All-Tech was created to be an Amway distributor of Amway’s new TeleCharge phone service. For reasons beyond All-Tech’s control, TeleCharge was a flop.
The economic loss doctrine forbids commercial contracting parties from escalating their contract dispute into a charge of tortious misrepresentation if they could have easily protected themselves from the misrepresentations now complained of in their contract.
When there is an express contract governing the relationship out of which a promise emerged, and no issue of consideration, there is no gap in the remedial system for promissory estoppel to fill.
Amway’s “TeleCharge” phone allowed customers at hotels and restaurants to place long-distance calls by credit card, with line charges divided between the hotel or restaurant and distributor. All-Tech was created to be an Amway distributor of TeleCharge phones. For reasons beyond All-Tech’s control, TeleCharge was a flop. All-Tech sued for intentional and negligent misrepresentation of the promising nature of TeleCharge.
Should the trial court have granted Amway’s motion for summary judgment on the claims of intentional misrepresentation and promissory estoppel?
The trial court was correct to grant Amway’s motion for summary judgment on the claims of intentional misrepresentation and promissory estoppel.
The common law economic loss doctrine limited who could bring a tort suit for personal injury or damages to property to the injured person or owner of the damaged property and not persons with commercial links to the owner. The rationale was that neither party should have to pay for a tort’s indirect beneficial and harmful consequences when insurance or contractual provisions would provide for a better remedy.
Where well-developed contractual remedies provide for instances of breach of warranty, tort remedies would unnecessarily duplicate the contract remedies or undermine contract law protections of, for example, the parol evidence rule.

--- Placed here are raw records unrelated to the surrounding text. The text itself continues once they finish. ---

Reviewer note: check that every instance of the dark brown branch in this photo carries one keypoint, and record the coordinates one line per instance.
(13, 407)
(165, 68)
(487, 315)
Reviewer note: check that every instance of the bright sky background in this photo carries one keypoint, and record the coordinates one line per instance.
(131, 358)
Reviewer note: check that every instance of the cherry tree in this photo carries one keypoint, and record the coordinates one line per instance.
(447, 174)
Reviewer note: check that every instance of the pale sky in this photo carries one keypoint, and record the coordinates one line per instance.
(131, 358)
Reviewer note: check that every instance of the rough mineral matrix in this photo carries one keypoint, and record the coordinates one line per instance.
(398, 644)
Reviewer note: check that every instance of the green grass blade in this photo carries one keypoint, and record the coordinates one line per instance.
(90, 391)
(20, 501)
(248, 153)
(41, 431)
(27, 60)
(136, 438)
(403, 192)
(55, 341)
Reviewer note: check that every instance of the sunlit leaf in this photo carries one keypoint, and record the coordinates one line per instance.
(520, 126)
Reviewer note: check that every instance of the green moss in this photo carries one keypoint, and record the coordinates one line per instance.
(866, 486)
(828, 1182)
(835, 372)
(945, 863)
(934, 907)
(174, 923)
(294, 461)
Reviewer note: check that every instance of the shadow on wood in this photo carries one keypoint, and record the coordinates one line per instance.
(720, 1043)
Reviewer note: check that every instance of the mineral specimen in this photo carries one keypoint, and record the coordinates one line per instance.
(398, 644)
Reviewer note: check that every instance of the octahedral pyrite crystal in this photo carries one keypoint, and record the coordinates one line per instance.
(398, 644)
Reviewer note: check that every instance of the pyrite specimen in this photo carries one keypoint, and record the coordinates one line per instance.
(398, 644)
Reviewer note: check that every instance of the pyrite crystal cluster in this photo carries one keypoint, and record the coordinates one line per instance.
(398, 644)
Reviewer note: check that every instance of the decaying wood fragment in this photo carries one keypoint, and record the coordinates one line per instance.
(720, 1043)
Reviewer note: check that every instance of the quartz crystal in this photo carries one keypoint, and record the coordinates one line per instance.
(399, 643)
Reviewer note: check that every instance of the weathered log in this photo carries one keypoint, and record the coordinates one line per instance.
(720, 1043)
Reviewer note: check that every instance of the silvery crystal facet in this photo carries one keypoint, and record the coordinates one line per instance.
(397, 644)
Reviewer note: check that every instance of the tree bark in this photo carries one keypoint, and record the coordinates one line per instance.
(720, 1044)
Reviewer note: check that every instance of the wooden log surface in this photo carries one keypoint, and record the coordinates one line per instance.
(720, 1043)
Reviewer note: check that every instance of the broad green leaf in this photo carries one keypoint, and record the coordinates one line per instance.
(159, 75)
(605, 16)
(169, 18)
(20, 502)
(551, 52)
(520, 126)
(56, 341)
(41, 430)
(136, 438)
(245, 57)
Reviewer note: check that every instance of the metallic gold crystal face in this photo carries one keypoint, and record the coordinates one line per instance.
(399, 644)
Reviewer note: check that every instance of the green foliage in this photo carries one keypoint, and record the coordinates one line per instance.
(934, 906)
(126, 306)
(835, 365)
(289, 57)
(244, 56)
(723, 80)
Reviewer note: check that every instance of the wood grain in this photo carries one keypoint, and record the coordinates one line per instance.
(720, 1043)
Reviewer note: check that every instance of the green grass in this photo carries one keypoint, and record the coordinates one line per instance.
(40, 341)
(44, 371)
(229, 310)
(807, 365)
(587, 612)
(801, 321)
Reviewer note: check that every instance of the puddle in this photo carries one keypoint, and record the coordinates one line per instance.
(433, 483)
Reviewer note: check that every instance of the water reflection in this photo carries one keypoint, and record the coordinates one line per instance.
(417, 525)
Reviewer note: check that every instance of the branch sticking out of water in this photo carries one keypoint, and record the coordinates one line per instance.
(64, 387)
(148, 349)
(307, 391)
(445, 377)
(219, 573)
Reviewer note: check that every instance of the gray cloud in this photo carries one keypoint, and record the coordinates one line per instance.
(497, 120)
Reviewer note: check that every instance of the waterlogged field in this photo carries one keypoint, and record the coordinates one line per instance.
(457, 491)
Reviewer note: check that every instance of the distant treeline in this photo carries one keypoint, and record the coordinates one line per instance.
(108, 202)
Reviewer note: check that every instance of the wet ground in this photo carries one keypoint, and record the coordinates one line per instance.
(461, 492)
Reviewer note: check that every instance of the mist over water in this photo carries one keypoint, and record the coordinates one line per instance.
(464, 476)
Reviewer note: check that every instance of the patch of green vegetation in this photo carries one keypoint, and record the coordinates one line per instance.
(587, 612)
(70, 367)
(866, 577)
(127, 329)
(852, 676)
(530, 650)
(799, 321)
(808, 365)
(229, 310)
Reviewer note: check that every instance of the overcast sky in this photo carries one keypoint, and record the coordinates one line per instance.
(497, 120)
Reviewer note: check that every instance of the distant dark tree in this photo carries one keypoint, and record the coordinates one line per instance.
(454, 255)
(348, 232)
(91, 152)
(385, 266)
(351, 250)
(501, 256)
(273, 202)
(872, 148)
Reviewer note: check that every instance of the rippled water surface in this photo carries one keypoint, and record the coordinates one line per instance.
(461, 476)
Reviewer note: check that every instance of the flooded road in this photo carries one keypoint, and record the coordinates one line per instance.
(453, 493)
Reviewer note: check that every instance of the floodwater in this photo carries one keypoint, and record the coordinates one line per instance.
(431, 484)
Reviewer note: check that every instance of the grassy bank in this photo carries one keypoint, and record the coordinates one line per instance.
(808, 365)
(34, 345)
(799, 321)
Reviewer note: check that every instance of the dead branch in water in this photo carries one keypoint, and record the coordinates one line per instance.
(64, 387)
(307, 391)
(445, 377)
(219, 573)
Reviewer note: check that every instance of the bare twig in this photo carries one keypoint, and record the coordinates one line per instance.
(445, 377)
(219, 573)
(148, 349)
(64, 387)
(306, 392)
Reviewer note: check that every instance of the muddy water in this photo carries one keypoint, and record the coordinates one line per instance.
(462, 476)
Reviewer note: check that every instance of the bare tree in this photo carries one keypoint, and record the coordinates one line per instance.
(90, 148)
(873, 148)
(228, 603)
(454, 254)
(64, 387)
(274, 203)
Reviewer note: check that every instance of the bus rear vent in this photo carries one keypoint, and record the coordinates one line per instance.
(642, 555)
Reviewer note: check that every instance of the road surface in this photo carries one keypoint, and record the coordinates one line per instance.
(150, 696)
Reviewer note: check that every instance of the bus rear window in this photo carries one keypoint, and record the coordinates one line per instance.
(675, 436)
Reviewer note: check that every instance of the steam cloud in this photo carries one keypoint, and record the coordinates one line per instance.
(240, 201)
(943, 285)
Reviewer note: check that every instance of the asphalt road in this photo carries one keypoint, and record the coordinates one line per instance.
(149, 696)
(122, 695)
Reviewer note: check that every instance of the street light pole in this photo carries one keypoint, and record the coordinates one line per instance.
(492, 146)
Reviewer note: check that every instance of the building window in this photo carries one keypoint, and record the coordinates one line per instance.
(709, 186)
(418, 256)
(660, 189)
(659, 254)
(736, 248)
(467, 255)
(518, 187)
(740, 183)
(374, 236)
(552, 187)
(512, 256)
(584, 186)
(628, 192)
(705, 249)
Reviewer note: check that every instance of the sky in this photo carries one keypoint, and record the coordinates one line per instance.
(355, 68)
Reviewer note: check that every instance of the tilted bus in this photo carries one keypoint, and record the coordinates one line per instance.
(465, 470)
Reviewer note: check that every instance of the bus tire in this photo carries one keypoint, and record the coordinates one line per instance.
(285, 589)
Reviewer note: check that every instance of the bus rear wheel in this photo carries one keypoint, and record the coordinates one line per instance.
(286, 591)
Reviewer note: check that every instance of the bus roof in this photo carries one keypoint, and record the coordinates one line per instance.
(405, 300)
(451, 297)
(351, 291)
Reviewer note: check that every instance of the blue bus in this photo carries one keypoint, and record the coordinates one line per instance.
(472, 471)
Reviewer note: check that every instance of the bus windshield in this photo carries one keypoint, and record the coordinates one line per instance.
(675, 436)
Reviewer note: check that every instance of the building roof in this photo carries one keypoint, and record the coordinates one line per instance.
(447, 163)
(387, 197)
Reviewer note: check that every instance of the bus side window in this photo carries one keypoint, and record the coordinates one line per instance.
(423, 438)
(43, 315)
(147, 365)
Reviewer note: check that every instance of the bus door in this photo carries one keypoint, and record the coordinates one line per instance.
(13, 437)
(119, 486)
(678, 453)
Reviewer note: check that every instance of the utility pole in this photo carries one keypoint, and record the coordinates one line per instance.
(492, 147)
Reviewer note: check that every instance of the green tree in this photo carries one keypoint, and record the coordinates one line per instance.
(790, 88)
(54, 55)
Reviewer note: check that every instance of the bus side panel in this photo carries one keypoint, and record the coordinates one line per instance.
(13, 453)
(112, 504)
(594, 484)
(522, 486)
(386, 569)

Here, the misrepresentations were based in warranties, and All-Tech failed to present any evidence of an actionable misrepresentation, as some of the alleged misrepresentations were corrected before All-Tech even purchased the TeleCharge phones and some of the representations were not even made by Amway but rather one of its independent contractors.
Likewise, the doctrine of promissory estoppel does not apply. Promises are usually forward-looking. Amway’s promise was not a promise to do something in the future, but rather a warranty of a past or existing condition. A warranty may induce reasonable reliance in limited circumstances, but not as a run-around to the parol evidence rule or the fact that puffery is not actionable as a misrepresentation.